Sparse Vector Search

Use SparseVectorFieldIndex for OpenSearch-style learned sparse retrieval with token-weight vectors.

Back to docs search

Reference Entry

Sparse Vector Search

Other Features · advanced · order 35

Use SparseVectorFieldIndex for OpenSearch-style learned sparse retrieval with token-weight vectors.

Sparse Vector Search

SparseVectorFieldIndex stores token-weight maps and scores them with an exact inner product.

This matches the core shape used by OpenSearch neural sparse retrieval: documents and queries become sparse vectors where each non-zero entry is a weighted token.

Basic usage

import { SparseVectorFieldIndex } from "@tryformation/querylight-ts";

const index = new SparseVectorFieldIndex();

index.insert("doc-1", [{
  "1878": 1.2,
  "3945": 0.8,
  "7120": 0.4
}]);

index.insert("doc-2", [{
  "1012": 1.4,
  "3945": 0.3
}]);

const hits = index.query({
  "3945": 2.0,
  "1878": 1.0
}, 5);

The score is the sum of matching token weights across the overlapping dimensions.

How it works

Unlike dense vectors, sparse vectors do not compare every dimension.

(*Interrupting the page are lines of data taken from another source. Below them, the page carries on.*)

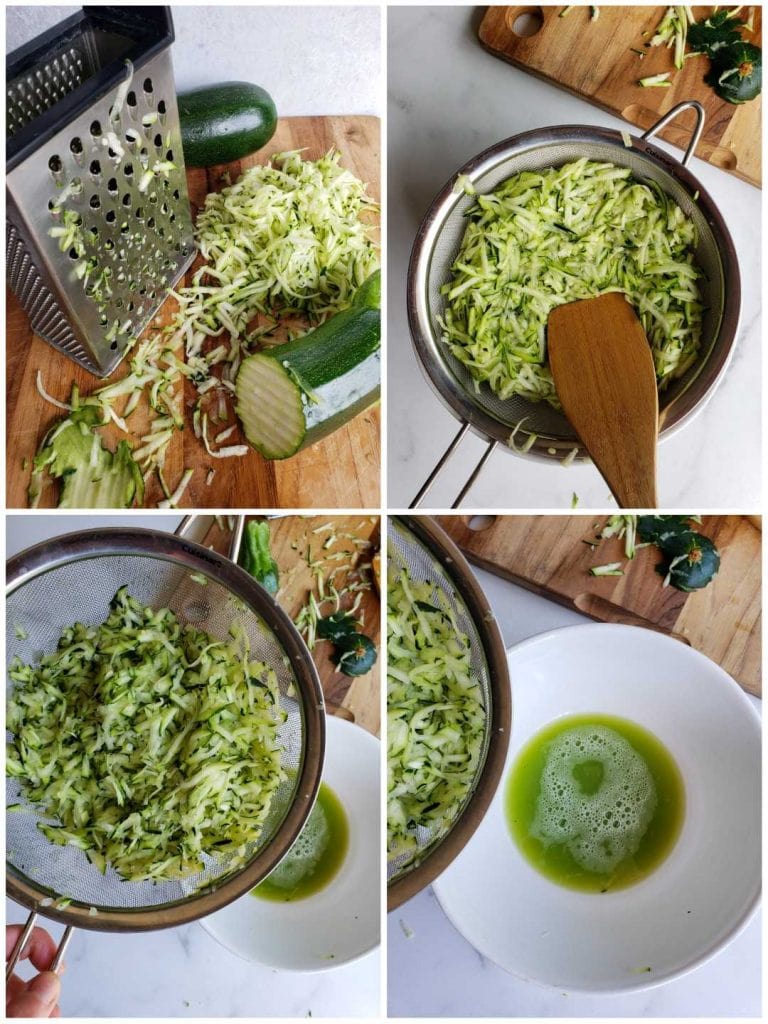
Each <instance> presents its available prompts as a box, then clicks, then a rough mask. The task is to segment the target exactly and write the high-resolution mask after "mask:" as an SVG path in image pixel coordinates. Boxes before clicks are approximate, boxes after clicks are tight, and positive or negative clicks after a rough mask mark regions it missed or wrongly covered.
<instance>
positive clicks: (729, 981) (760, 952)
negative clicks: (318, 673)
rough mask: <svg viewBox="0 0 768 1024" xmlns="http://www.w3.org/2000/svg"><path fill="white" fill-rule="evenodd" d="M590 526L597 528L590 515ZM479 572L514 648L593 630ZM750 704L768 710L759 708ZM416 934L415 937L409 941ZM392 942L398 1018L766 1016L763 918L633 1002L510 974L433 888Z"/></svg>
mask: <svg viewBox="0 0 768 1024" xmlns="http://www.w3.org/2000/svg"><path fill="white" fill-rule="evenodd" d="M588 521H589V522H592V517H591V516H590V517H588ZM475 574H476V575H477V579H478V580H479V582H480V584H481V586H482V588H483V590H484V591H485V594H486V596H487V598H488V600H489V602H490V605H492V607H493V609H494V612H495V614H496V618H497V622H498V623H499V627H500V629H501V631H502V635H503V637H504V641H505V645H506V646H507V647H510V646H512V645H513V644H516V643H519V642H520V641H521V640H524V639H526V638H527V637H530V636H534V635H536V634H538V633H543V632H545V631H546V630H551V629H557V628H558V627H560V626H572V625H575V624H578V623H586V622H590V620H588V618H587V617H586V616H584V615H581V614H579V613H578V612H574V611H570V610H569V609H568V608H563V607H561V606H560V605H557V604H554V603H553V602H551V601H548V600H546V599H545V598H543V597H540V596H539V595H538V594H532V593H529V592H528V591H526V590H523V589H522V588H520V587H517V586H515V585H513V584H510V583H507V582H506V581H504V580H500V579H498V578H497V577H495V575H492V574H490V573H489V572H485V571H483V570H482V569H476V570H475ZM513 685H514V683H513ZM750 699H751V700H752V701H753V703H754V705H755V707H756V708H757V709H758V710H760V709H761V701H760V700H758V699H756V698H754V697H751V698H750ZM513 729H514V714H513ZM702 856H706V853H705V851H702ZM401 923H402V924H401ZM403 925H404V928H403ZM510 927H514V923H510ZM408 930H411V931H412V932H413V933H414V934H413V936H412V937H411V938H408V937H407V935H406V932H407V931H408ZM387 936H388V938H387V942H388V947H387V950H388V951H387V974H388V978H389V981H388V1008H389V1014H390V1016H391V1017H411V1016H413V1017H753V1016H754V1017H759V1016H760V1013H761V985H760V972H761V925H760V913H758V914H757V915H756V916H755V918H754V919H753V921H752V922H751V923H750V924H749V925H748V927H746V929H745V930H744V931H743V932H742V933H741V935H739V936H738V937H737V938H736V939H735V940H734V941H733V942H732V943H731V945H730V946H728V947H727V948H726V949H724V950H723V951H722V952H721V953H719V954H718V955H717V956H716V957H715V958H714V959H712V961H710V962H709V963H708V964H706V965H703V966H702V967H700V968H698V970H696V971H693V972H692V973H691V974H689V975H686V976H685V977H683V978H680V979H678V980H676V981H671V982H669V983H667V984H666V985H660V986H659V987H658V988H654V989H648V990H647V991H645V992H636V993H632V994H628V995H584V994H573V993H568V992H563V991H560V990H559V989H554V988H549V987H545V986H543V985H539V984H537V983H535V982H527V981H523V980H522V979H520V978H515V977H514V976H512V975H510V974H507V973H506V972H505V971H503V970H502V969H501V968H499V967H496V965H494V964H493V963H490V961H487V959H485V958H484V957H483V956H481V955H480V954H479V953H478V952H477V951H476V950H475V949H473V948H472V946H471V945H470V944H469V943H468V942H467V941H466V940H465V939H464V938H462V936H461V935H460V934H459V932H457V931H456V929H455V928H454V927H453V925H452V924H451V923H450V922H449V920H447V918H446V916H445V915H444V914H443V912H442V910H441V908H440V906H439V904H438V902H437V900H436V899H435V897H434V894H433V892H432V889H431V888H429V889H428V890H426V891H425V892H422V893H420V894H419V895H418V896H416V897H414V899H412V900H410V901H409V902H408V903H406V904H403V905H402V906H401V907H400V908H399V909H398V910H395V911H394V912H393V913H390V914H389V916H388V920H387Z"/></svg>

The index keeps an inverted posting list per token and only touches documents that share at least one query token. That makes the retrieval path feel more like an inverted index than a dense embedding scan.

If a document stores multiple sparse vectors, Querylight TS keeps the best score per document, similar to how VectorFieldIndex keeps the best dense-vector hit.

When to use it

Use sparse retrieval when:

  • you want a retrieval mode that stays closer to lexical inverted-index behavior
  • your model emits weighted token expansions instead of dense embeddings
  • you want to compare lexical, sparse, and dense retrieval as separate modes

Use dense vectors instead when the model naturally produces dense embeddings and you want semantic similarity across the whole representation space.

Trade-offs

This first implementation is intentionally small:

  • retrieval is exact, not sparse ANN
  • Querylight TS stores sparse vectors as plain JSON-friendly token-weight maps
  • model inference is outside the library; you supply the sparse vectors

That means the library stays browser-friendly and easy to serialize, but it does not try to reproduce the full OpenSearch execution stack.